Eric Powell: interfaces to explore Montreal soundscapes
Eric Powell is interested in how we listen to the city. With a background in electroacoustic composition and soundscape studies, he researches ways in which sound shapes our individual experience of space and time, specifically in urban environments.
By repurposing everyday devices, his research-creation project is geared towards the development of three interfaces to experience and play with the sounds of Montreal.
“Montreal is a very dynamic space, there’s always something happening,” Powell says. “It doesn’t have that same split between natural and urban sounds — a distinction I fundamentally disagree with.”
For his first project, Powell recorded the bells of Notre-Dame Basilica from six different locations simultaneously and incorporated the recordings in a marble-maze interface. The player can hear the same moment in sound from different perspectives depending on how the device is manipulated.
Then, he created Street Ears, a geo-locative Android app that includes sound maps of several Montreal neighbourhoods.
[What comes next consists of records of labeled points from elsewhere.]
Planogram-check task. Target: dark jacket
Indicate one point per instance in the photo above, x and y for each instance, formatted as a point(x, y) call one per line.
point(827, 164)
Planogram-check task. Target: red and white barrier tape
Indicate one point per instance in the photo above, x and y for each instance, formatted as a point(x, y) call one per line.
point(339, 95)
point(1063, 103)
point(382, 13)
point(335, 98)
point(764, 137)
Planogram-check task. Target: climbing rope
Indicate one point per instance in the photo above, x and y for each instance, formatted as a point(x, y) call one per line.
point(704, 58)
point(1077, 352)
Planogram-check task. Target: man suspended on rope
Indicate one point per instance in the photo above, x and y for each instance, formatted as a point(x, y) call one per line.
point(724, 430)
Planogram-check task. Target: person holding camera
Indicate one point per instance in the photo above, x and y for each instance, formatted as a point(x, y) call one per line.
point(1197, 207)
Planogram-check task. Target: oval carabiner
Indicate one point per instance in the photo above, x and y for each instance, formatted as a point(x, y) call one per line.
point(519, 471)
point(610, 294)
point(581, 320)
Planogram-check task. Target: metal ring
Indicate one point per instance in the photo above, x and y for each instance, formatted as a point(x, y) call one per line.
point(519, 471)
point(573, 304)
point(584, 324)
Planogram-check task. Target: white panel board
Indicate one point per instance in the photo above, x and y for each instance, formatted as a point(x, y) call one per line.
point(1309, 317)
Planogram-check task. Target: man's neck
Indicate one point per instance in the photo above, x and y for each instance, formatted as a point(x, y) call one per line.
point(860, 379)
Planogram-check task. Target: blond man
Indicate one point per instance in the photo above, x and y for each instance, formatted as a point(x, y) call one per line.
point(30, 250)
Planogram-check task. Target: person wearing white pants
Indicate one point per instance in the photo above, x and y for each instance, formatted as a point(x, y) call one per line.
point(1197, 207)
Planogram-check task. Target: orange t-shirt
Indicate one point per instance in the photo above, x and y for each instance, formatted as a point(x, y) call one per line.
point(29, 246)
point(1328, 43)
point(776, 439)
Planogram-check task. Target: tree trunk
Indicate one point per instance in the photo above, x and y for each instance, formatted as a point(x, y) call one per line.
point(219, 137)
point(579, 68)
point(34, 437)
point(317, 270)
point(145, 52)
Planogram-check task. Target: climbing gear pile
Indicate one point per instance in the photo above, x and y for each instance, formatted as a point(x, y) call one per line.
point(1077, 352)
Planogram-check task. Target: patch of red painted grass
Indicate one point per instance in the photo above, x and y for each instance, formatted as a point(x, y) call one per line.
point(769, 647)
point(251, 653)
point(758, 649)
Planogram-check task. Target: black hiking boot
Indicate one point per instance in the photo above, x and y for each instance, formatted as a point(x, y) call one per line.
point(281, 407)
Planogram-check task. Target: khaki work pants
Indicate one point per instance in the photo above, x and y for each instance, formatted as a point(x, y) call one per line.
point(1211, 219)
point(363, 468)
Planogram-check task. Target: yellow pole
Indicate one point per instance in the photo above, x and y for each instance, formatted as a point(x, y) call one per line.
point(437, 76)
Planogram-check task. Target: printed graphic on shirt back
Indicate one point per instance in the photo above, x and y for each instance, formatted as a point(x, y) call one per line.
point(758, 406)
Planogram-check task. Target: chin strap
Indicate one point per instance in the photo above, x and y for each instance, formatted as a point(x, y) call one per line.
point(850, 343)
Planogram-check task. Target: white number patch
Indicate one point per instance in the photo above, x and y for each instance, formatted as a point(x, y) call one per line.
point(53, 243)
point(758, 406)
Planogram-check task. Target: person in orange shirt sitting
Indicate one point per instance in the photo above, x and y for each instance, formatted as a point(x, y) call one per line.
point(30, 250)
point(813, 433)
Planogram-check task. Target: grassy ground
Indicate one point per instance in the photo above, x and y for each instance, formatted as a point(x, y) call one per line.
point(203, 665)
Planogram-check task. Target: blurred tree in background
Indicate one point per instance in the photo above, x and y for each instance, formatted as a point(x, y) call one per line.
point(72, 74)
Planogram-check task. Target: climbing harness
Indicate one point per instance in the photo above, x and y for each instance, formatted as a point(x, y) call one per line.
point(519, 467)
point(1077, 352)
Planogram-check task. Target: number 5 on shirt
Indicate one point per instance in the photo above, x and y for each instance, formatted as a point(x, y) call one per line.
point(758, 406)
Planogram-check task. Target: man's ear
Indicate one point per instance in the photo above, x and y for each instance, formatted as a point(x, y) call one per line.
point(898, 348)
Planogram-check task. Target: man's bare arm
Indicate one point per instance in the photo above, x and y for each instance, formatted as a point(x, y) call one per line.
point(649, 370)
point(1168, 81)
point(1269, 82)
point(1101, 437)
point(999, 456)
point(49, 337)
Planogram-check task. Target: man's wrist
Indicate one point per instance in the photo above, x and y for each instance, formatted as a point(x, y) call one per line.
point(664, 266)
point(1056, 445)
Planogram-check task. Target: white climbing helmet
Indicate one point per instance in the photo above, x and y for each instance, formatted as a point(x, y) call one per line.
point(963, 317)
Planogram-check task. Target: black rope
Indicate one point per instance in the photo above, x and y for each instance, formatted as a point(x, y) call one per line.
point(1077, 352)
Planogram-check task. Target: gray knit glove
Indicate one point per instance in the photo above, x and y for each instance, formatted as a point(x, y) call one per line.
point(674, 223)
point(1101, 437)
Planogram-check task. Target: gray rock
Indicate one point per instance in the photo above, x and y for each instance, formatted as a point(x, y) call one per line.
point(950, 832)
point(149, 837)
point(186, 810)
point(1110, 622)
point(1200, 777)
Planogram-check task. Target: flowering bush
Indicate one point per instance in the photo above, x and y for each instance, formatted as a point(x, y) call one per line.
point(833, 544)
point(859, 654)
Users can experience the sounds of Montreal from any physical location in the world, something Powell refers to as “augmented aural reality”.
Finally, for his 168-hour project, Powell built an interactive clock interface within which he arranged a week-long recording from his apartment in the Plateau in 2015. Buttons and knobs allow users to navigate through this period of time in any order they wish.
“These three projects also underline the archival nature of my work,” Powell adds. “Some of the recordings were made close to three years ago. It is interesting to notice how the sounds of the city keep changing over time.”
His submission to the Storytellers competition was strictly audio.
“I want to push the boundaries of what storytelling can be about. With my research project, I want to capture my experience with Montreal and the everydayness of it.”